What is one strategy that has helped you grow your business?

I am a big believer in Paul Graham’s quote to “do things that don’t scale”. All of our initial customers came from building close relationships with people, the hard way. It meant putting ourselves out there and delivering value for free to get people interested. It meant talking to people, intimately learning their problems and helping them in their journey. Only once trust is well established can you expect to convert connections to customers.

What is one failure you had as an entrepreneur, and how did you overcome it?

My first company ended unamicably. We spent up the investor money, we tarnished our friendships, we built a product no one used, and we were all left with unnecessary baggage. Startups are hard. They inevitably present uncertainty, stress, occasional glorious wins, frequent small losses, and many critical decision points. Navigating these forced requires strong and healthy relationships.

In the time between my first and second venture, I engaged in frequent, and often painful, self-reflection. I took this time to dissect how my ego, my choices and the example I led by impacted the health of my relationship with my peers. Productive conflict resolution and proactive communication, as is well established, are the keys to keeping relationships healthy. This nugget of wisdom is something I had to contextualize myself though, the hard way.

What is one business idea that you’re willing to give away to our readers?

Someone needs to start a company called Context that cracks the code for creating a new social context for adults moving to a new city/leaving school. Seems like basic meetups and apps aren’t great, I am curious what a great solution is.

What is the best $100 you recently spent? What and why?

Personal: The Tortuga Set Divide ($156) – An incredibly well-engineered travel backpack that’s terrific for short business travel or weekend getaways.

Professional: brain.fm ($50) – Sounds engineered to produce higher productivity. They have tracks for meditation and sleep, but I primarily use the one for focus. Shockingly effective in keeping me in “the zone”.

What is one piece of software or a web service that helps you be productive?

I am a big fan of Calendly. Makes scheduling a trivial process and makes it much easier to keep my meetings constrained to a fixed time window so I am not constantly interrupted throughout the day.

What is the one book that you recommend our community should read and why?

My most recent read, “Loonshots: How to Nurture the Crazy Ideas That Win Wars, Cure Diseases, and Transform Industries” by Safi Bahcall.

It really dives into why great ideas sometimes fail and what are the factors that drive innovation to turn crazy ideas into reality-changing products.
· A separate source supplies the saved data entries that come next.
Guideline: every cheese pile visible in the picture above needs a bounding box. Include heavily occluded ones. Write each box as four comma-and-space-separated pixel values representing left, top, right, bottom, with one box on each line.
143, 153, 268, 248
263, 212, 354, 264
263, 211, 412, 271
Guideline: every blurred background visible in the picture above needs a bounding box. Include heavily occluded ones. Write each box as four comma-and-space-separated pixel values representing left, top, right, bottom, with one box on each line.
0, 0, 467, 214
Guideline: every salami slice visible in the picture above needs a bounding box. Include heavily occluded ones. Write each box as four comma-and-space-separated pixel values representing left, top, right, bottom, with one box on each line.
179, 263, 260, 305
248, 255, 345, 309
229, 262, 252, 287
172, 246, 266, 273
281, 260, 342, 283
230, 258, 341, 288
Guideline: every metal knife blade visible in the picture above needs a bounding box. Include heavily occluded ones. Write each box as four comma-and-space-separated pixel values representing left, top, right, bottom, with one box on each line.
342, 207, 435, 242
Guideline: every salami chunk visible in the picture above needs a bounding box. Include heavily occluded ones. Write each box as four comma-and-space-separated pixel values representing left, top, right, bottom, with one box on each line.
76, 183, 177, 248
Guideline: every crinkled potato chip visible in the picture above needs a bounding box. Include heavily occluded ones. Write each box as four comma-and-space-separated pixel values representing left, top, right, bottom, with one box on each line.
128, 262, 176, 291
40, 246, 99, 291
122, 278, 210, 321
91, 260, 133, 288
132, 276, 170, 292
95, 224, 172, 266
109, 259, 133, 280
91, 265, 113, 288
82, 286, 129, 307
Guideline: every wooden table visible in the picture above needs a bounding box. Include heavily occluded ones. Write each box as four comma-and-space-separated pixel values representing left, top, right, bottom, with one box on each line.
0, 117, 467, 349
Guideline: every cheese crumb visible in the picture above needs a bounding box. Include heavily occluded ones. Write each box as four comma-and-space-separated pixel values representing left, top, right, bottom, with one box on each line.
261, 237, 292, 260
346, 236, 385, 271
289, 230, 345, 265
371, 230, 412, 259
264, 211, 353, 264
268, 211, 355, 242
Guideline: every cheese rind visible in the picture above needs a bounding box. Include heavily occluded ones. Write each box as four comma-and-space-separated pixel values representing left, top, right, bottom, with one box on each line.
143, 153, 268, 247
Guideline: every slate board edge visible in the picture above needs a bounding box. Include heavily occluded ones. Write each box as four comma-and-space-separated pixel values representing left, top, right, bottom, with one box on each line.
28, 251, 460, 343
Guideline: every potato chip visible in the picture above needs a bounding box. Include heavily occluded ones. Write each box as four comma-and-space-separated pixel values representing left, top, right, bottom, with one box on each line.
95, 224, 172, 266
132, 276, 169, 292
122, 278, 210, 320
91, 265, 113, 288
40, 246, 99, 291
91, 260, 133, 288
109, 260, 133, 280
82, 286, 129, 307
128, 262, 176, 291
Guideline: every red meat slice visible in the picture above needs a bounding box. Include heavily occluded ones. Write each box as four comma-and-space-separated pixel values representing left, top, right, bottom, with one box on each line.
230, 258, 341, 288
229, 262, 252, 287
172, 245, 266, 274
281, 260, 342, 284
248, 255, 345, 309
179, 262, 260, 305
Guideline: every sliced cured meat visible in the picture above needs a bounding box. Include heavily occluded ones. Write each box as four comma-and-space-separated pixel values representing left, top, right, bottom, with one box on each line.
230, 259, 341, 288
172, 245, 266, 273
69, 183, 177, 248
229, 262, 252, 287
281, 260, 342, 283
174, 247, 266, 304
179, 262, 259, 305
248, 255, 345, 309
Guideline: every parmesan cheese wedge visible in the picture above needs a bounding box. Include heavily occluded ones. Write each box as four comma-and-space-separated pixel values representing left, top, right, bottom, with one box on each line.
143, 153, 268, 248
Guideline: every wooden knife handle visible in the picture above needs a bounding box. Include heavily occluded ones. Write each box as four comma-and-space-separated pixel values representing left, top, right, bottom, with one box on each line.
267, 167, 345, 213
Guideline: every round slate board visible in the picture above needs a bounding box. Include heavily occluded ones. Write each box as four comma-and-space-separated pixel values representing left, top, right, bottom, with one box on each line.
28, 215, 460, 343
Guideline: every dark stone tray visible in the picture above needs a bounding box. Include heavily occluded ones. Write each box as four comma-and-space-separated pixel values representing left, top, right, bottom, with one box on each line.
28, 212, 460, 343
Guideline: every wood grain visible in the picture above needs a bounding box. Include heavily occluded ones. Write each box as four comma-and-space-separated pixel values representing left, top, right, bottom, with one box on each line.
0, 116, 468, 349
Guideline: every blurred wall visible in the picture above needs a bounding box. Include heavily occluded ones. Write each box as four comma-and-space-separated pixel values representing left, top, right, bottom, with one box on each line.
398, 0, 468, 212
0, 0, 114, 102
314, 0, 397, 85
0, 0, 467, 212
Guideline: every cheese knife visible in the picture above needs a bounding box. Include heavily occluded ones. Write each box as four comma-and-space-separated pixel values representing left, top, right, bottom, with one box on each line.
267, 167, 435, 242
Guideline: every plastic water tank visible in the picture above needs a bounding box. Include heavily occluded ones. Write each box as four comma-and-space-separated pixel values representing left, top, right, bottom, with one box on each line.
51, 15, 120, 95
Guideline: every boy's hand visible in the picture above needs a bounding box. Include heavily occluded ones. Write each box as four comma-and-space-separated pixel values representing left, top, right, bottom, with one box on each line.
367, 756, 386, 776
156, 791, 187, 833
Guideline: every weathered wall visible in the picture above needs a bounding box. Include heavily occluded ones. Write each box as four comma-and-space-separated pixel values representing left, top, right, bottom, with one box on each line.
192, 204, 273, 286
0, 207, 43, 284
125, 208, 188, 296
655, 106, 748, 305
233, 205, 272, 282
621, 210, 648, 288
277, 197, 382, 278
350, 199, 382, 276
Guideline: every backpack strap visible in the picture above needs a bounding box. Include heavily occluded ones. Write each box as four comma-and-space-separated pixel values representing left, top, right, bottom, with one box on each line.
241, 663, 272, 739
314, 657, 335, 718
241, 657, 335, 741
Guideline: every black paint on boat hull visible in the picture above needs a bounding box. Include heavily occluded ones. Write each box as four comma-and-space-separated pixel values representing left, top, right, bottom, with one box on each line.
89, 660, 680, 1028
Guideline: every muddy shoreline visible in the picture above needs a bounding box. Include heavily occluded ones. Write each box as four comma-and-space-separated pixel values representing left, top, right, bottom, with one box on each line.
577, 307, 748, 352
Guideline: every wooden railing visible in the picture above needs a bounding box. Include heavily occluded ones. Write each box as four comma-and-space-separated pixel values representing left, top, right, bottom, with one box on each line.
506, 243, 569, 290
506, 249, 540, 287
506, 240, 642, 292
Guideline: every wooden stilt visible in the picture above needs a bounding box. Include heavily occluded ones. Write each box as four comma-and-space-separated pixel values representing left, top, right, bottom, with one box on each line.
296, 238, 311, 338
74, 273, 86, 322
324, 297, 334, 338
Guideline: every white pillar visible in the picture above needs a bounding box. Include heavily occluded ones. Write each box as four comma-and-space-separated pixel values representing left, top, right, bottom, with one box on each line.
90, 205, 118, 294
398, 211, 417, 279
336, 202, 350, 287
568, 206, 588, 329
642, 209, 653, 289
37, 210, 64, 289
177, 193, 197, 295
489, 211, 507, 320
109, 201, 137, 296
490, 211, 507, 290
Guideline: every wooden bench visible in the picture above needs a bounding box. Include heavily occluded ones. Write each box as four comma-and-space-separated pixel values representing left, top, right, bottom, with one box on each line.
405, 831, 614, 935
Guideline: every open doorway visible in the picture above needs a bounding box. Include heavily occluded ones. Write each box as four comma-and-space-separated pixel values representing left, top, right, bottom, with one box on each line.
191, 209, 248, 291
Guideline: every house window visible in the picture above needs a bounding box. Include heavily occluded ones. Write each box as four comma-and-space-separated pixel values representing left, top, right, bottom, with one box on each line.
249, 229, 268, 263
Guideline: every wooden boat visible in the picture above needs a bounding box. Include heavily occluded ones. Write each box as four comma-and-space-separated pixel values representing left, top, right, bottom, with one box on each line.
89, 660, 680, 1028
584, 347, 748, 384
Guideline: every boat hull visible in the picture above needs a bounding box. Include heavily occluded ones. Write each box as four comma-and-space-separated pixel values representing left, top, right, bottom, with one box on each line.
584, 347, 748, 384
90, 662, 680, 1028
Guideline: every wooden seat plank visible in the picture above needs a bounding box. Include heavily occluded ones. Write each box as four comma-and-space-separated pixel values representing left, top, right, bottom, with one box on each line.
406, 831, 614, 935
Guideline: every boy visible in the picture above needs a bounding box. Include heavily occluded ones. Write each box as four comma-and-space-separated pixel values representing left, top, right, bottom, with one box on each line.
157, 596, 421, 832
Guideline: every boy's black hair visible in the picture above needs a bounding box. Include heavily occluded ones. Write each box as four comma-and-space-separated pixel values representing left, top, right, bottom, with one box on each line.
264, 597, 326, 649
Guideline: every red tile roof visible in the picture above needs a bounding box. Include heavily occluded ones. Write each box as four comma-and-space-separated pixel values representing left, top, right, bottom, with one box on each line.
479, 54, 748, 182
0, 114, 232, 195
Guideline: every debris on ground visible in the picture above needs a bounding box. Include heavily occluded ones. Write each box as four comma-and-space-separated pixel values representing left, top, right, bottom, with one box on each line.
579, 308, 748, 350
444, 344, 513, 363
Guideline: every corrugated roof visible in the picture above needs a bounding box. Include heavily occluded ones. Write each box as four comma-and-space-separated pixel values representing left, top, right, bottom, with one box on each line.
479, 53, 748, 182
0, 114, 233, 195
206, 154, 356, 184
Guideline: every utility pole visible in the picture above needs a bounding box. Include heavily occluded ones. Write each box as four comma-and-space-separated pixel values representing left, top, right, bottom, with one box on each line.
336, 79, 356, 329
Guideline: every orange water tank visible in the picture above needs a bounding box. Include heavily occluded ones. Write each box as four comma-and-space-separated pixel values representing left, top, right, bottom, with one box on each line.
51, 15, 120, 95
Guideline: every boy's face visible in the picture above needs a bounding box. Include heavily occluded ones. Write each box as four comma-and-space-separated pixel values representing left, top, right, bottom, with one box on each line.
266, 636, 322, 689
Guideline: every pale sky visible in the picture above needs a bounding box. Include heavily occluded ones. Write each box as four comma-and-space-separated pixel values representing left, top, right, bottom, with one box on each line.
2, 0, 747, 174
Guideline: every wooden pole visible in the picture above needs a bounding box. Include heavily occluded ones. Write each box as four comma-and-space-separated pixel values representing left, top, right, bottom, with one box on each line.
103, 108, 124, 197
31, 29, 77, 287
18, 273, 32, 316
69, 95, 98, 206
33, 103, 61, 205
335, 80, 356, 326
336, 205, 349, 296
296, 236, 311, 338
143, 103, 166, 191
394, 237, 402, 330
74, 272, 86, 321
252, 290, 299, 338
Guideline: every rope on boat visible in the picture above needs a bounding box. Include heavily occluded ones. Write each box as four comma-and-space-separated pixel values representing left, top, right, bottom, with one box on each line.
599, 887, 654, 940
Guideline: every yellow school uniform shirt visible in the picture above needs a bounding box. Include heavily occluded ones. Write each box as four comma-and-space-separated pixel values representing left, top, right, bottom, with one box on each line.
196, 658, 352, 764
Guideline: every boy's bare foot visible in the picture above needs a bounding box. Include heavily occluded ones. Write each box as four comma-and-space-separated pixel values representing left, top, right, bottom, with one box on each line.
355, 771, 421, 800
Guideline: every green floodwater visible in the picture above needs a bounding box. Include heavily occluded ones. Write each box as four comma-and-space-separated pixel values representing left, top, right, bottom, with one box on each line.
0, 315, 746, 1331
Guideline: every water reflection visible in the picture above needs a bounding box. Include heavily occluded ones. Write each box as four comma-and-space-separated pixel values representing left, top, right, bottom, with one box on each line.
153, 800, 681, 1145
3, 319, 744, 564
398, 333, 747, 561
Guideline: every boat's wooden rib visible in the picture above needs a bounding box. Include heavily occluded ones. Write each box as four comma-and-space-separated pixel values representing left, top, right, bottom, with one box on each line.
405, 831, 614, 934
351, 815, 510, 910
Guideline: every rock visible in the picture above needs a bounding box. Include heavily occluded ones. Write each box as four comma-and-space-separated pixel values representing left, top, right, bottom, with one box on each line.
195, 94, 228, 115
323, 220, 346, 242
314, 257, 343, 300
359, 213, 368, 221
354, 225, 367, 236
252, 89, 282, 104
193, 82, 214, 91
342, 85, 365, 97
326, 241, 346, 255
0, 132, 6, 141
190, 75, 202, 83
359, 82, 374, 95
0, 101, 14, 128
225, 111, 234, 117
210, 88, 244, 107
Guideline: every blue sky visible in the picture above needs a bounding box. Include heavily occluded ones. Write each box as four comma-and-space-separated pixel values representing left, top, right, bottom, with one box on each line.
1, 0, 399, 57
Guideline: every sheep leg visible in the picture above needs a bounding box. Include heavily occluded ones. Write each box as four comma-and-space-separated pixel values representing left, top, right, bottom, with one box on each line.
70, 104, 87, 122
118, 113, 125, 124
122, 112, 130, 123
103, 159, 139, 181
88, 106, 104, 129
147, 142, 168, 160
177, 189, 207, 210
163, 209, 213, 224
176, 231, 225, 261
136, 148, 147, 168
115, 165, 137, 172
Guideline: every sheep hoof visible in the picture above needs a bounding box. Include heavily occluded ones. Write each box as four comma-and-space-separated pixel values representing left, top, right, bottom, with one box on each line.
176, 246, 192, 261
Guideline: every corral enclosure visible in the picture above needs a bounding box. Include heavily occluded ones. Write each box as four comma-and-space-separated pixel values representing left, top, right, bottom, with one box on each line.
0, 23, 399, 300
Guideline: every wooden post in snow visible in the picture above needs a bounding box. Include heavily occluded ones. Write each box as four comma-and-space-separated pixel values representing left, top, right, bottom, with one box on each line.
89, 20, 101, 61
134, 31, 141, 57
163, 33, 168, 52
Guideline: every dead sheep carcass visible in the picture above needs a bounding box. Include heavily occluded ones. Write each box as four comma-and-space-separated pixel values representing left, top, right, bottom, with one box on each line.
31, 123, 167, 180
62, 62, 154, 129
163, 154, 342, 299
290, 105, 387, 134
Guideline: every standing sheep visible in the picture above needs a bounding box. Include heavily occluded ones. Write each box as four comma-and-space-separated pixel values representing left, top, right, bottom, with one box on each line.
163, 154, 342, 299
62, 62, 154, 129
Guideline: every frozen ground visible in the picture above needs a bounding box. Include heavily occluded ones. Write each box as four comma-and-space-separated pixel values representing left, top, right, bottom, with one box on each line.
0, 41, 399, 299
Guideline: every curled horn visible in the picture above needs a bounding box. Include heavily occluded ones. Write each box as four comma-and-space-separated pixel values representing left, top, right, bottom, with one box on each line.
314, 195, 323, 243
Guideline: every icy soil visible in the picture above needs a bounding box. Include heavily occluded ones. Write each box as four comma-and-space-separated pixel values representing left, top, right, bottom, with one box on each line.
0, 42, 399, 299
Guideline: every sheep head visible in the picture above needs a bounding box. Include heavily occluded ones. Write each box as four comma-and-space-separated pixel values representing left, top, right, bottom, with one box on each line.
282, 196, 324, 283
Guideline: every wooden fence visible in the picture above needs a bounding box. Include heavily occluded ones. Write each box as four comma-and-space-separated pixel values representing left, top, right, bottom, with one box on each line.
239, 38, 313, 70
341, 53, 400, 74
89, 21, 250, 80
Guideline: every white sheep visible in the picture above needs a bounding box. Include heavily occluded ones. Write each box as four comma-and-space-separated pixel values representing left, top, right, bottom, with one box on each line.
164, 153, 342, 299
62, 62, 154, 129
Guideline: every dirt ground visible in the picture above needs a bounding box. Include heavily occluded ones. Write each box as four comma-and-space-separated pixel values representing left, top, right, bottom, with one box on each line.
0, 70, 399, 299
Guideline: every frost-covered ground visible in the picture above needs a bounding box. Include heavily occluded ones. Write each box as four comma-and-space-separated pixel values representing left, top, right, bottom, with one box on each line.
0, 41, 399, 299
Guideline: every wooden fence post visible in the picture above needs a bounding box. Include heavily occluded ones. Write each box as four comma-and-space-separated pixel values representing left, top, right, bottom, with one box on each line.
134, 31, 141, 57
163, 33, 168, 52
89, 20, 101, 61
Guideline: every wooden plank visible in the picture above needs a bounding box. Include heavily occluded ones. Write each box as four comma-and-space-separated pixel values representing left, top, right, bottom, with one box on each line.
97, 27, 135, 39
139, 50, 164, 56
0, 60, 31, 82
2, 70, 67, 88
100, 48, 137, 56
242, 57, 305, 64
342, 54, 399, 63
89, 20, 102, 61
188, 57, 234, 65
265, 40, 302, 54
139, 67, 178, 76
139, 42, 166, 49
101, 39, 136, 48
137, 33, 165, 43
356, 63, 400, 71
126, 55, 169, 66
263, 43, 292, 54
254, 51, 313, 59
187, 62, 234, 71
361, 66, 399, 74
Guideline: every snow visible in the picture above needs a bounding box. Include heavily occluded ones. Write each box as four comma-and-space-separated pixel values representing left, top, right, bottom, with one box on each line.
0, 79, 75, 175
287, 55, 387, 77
A must-read for any aspiring entrepreneur.

What is your favorite quote?

“Every action is a vote for the person you want to be”
– James Clear

Key Learnings:

  • At the start of a company’s life, sales don’t come from clever persuasion. They come from building trust.
  • Every conversation is a chance to mine for truth rather than prove oneself right.
  • The future of automation isn’t a world without jobs, it is a world with better jobs.